Dr. Othoniel Furtado Gueiros
Por ocasião do centenário de nascimento do grande medico e amigo Othoniel Gueiros, sua família resolveu homenageá-lo com a edição de um livro que tomou o título de “OTHONIEL GUEIROS – O LEÃO DO SENHOR”. Para tanto, solicitou colaboração de varias pessoas, entre as quais, fui incluído no convite e o texto que enviei a Everardo, sem que me avisassem, foi colocado como “Apresentação” do livro, o que muito me honrou e envaideceu. Essa “Apresentação” é exatamente o texto que transcrevo abaixo, que merece divulgação, não por sua singeleza, mas pela grandeza do homenageado:

          A marca era inconfundível. As mãos esfregando freneticamente, uma na outra, derrubando uma mecha de cabelo prateado sobre a testa. Sua efusão era motivada, sempre, por uma notícia alvissareira ou uma informação desagradável – tanto fazia – a reação era a mesma. Uma vitória ou uma derrota de sua UDN; o sucesso ou o fracasso de suas investidas eleitorais; o resultado dos embates na Câmara de Vereadores; a recuperação ou o desenlace de um paciente; o sucesso ou a frustação de um amigo provocavam a sua notória e sempre esperada manifestação gestual.

             No exercício da profissão, fazendo os partos nas residências das gestantes em precárias condições, ao considerar que ainda não era hora de consumar a délivrance, impressionava pela sua paciência em aguardar o momento certo que poderia varar a noite, enquanto se acomodava numa poltrona qualquer para tirar um cochilo.

            A sua extrema dedicação, que poderia resultar, numa noite, em fuga desabalada pelo tabuleiro, receoso do marido desesperado que perdera a esposa em parto laborioso no próprio sítio, ou receber o elogio de um marido agradecido pelo cura de sua esposa, nos seguintes termos: “Dotô, desses dotôzinho rabo de cabra que tem nessa terra, o sinhô é o melhorzinho deles!” 

            O seu verdadeiro sacerdócio no exercício da medicina, desprendido e generoso, fez dele um homem sem riquezas materiais e assim morreu. Mas deixou um legado acima de dimensões concretas, como esposo e companheiro, como pai carinhoso, como amigo fiel e pelo comprovado amor aos seus semelhantes, tantas vezes demonstrado.
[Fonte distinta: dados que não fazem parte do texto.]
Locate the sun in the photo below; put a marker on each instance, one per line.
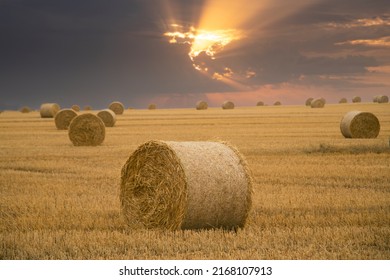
(202, 42)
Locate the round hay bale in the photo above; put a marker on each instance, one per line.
(49, 110)
(167, 185)
(383, 99)
(76, 108)
(228, 105)
(117, 107)
(201, 105)
(108, 117)
(25, 109)
(260, 103)
(87, 130)
(356, 124)
(308, 101)
(318, 103)
(64, 117)
(356, 99)
(343, 100)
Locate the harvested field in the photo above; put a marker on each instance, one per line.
(316, 194)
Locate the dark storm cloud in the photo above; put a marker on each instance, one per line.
(95, 51)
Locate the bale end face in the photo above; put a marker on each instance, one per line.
(166, 185)
(86, 130)
(356, 124)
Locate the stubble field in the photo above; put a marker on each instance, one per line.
(316, 194)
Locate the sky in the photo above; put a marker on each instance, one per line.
(174, 53)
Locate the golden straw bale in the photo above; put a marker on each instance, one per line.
(76, 108)
(117, 107)
(25, 109)
(64, 117)
(167, 185)
(87, 130)
(49, 110)
(228, 105)
(356, 99)
(318, 103)
(152, 106)
(108, 117)
(308, 101)
(356, 124)
(383, 99)
(201, 105)
(343, 100)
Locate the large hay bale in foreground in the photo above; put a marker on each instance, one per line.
(87, 130)
(76, 108)
(343, 100)
(227, 105)
(64, 117)
(356, 99)
(356, 124)
(318, 103)
(308, 101)
(49, 110)
(167, 185)
(383, 99)
(108, 117)
(260, 103)
(201, 105)
(117, 107)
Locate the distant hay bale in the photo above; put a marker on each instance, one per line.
(108, 117)
(356, 124)
(86, 130)
(64, 117)
(76, 108)
(308, 101)
(228, 105)
(260, 103)
(167, 185)
(49, 110)
(343, 100)
(25, 109)
(201, 105)
(117, 107)
(383, 99)
(356, 99)
(318, 103)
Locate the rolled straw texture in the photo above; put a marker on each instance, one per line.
(49, 110)
(86, 130)
(117, 107)
(167, 185)
(308, 101)
(64, 117)
(318, 103)
(228, 105)
(356, 99)
(356, 124)
(108, 117)
(201, 105)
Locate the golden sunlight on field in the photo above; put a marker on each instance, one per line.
(317, 195)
            A sua fidelidade aos princípios que defendia, de qualquer natureza, sejam políticos, profissionais ou religiosos. Nunca receava emitir opiniões, pois era extremado em sua defesa e nem delas fazia segredo, já que sua incontida franqueza não o permitia.

            Ah! Othoniel, ainda que pareça impossível, você conseguiu extrapolar todas essas qualidades com uma razão que foi toda a sua vida. Uma extraordinária capacidade de indignar-se, nunca observada nos homens comuns e somente comparável ao herói de Cervantes, para o que não lhe faltava, sequer, o fiel escudeiro, não rotundo como Sancho, na figura esquálida de Aristino.
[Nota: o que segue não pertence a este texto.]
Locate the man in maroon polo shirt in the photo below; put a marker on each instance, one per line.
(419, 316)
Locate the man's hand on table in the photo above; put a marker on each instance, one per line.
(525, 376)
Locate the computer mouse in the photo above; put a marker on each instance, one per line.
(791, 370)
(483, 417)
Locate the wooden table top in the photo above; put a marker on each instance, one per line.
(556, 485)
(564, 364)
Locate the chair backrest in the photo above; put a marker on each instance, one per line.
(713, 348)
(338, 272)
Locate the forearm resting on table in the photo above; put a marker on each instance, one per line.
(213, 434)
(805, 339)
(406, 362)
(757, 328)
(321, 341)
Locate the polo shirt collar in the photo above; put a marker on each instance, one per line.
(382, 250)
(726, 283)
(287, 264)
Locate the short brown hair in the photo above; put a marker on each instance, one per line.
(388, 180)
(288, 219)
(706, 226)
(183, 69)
            Sempre pronto para verberar as injustiças, sem medir conveniências e sem receio de represálias. Arrostando os moinhos de vento da iniquidade, sem esperar recompensas que não a satisfação dos seus singulares protestos.

            Como isso nos faz falta nos dias de hoje, quando a leniência e a tolerância dos nossos homens públicos minimizam as ilicitudes e banalizam as maldades.

            A prática consentida dos pequenos ilícitos subverte os valores seculares e instiga o cidadão comum à sua reiteração, Afinal, em nosso pobre e vilipendiado país prende-se, sem contemplação, por mais de cem dias, uma pobre mulher pelo roubo de um pote de manteiga e permite-se a impunidade dos que assaltam os cofres públicos e deles desfrutam em gordas contas no exterior.

            Esteja onde estiver, na bem aventurança de sua paz interior ou na satisfação do bem que distribuiu em vida, deve estar esfregando as mãos com mais vigor ainda, cabelos na testa e voz rouca, recriminando as injustiças, condenando o despudor e verberando a desonestidade.


            Que os seus amigos mantenham viva a sua incontida indignação é a maior homenagem que lhe pode ser prestada, meu sempre querido Othoniel.